When the Iowa Territory was organized in 1838,1 it received the laws of the Wisconsin Territory.2 Wisconsin itself had received all Michigan laws when it was organized in 1836, so Iowa ended up with the Michigan sodomy law that provided a penalty of up to three years in prison, with the common-law definition.

In 1840, the Iowa Territory adopted a law3 abrogating all laws received from Michigan and Wisconsin,4 which included the Wisconsin/Michigan sodomy law.

Also, when Iowa passed its first criminal code in 1843,5 there was no mention of sodomy. Thus, Iowa made a decision to keep sodomy legal, and this freedom remained for almost a half-century.

In the case of Estes v. Carter,6 from 1860, the Iowa Supreme Court decided that the state did not recognize common-law crimes and noted the lack of a sodomy law. The legislature made no effort to overturn this decision.

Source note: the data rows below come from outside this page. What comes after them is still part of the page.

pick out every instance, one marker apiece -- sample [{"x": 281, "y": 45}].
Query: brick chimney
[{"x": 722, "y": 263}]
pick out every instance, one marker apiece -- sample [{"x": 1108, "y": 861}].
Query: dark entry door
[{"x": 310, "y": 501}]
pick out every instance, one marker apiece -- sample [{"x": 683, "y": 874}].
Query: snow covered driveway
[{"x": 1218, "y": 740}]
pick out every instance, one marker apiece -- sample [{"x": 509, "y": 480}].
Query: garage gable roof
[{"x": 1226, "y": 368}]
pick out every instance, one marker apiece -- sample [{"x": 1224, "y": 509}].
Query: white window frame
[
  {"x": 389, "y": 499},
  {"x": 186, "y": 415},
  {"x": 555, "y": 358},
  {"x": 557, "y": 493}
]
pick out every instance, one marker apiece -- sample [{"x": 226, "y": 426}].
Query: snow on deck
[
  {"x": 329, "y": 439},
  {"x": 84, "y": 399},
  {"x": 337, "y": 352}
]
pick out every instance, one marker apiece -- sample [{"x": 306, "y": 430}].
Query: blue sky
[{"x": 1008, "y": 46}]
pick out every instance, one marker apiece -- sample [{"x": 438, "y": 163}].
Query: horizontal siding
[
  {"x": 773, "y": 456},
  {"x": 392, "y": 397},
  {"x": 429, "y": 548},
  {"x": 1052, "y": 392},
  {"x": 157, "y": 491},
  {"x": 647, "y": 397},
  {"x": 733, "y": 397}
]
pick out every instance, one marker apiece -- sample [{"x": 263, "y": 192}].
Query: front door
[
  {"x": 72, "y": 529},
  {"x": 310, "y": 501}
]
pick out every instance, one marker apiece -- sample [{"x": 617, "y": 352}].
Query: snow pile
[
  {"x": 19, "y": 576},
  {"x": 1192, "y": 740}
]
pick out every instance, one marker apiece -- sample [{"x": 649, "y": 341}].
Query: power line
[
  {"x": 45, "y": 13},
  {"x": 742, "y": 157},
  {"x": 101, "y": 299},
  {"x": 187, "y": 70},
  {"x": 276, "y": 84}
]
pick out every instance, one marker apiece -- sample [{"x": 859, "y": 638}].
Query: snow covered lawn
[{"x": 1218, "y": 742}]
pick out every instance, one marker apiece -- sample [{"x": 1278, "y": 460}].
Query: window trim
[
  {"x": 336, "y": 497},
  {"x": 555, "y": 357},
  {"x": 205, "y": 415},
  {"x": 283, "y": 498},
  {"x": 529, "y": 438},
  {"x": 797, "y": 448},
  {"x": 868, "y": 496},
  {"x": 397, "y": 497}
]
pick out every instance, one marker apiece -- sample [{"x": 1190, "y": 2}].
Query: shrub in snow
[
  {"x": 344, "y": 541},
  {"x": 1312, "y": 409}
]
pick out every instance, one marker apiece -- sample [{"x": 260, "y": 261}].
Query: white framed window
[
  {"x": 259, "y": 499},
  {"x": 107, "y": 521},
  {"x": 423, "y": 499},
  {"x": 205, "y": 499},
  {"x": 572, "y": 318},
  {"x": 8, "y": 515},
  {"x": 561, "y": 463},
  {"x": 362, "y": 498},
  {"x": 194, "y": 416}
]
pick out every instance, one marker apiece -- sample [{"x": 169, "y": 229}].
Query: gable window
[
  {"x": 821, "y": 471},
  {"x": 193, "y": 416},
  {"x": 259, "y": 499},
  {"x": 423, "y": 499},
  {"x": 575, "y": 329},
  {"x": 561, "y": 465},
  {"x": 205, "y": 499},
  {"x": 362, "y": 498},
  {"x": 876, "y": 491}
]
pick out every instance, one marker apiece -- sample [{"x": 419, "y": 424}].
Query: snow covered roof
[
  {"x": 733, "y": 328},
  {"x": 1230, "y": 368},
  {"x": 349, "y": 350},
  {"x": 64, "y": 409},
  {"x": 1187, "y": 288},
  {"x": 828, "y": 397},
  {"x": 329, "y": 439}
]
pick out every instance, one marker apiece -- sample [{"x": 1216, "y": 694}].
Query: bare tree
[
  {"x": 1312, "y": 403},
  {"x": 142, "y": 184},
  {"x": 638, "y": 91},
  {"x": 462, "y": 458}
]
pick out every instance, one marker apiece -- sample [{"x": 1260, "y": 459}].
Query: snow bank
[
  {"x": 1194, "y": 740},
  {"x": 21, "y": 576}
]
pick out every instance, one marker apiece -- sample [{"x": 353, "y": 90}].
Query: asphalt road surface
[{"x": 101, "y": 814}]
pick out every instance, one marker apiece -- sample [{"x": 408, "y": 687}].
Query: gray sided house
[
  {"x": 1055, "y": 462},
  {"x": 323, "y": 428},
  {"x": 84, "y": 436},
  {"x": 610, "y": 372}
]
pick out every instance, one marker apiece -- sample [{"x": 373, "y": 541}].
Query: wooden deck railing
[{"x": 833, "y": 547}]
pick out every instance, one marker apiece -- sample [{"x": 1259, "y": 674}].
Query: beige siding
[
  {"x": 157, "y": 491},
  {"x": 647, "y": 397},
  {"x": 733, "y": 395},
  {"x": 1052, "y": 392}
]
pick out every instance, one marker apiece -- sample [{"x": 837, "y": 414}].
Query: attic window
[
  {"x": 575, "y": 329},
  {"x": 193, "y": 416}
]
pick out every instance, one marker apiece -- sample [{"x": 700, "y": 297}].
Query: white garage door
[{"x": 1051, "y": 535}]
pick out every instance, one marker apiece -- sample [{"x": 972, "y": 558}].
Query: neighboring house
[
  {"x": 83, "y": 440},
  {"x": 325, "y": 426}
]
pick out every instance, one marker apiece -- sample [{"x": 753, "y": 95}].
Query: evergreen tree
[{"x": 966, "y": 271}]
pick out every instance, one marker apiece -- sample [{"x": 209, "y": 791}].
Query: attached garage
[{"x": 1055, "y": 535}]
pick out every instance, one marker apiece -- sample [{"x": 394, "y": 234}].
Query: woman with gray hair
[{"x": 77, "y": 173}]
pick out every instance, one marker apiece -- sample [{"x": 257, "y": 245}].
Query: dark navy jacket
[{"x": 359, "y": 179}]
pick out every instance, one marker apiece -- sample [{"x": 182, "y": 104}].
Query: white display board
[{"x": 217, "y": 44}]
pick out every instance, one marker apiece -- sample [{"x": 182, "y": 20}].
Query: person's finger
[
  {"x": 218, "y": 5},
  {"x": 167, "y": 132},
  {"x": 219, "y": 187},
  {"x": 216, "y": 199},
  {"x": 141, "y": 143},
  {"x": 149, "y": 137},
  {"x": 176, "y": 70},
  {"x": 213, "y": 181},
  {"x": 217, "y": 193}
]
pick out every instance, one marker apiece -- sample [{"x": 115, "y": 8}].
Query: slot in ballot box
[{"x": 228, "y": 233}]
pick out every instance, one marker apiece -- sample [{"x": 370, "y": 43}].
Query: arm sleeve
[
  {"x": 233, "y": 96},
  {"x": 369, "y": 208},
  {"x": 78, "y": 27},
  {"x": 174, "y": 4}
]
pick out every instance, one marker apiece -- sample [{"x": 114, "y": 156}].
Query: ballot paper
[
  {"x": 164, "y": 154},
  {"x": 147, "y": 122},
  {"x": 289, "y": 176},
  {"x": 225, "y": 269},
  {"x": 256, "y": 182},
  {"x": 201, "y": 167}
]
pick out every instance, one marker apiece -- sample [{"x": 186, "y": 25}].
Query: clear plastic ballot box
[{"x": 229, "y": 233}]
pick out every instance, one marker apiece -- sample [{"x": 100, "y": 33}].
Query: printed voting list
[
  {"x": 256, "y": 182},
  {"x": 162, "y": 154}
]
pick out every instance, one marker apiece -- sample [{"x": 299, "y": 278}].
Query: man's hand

Period Summary: The Iowa Territory recognized sodomy as a crime only indirectly via adoption of Wisconsin laws, for a five-year period. Its first code of laws made no mention of sodomy and the state never has recognized common-law crimes. A decision of the Iowa Supreme Court in 1860 pointed out that sodomy was not a crime, but the legislature did not act to change that, a situation similar to Ohio.

The Victorian Morality Period, 1873-1948

I. Sodomy

In 1892, a statute7 was enacted that read

Any person who shall commit sodomy, shall be punished by imprisonment in the penitentiary not more than ten years nor less than one year.8

The second section of the law stated that it was an emergency measure, "being deemed of immediate importance" and would take effect upon its publication in two stated newspapers.9 Presumably, someone had been arrested on a sodomy charge and the prosecution came to grief upon discovering that sodomy was not a crime.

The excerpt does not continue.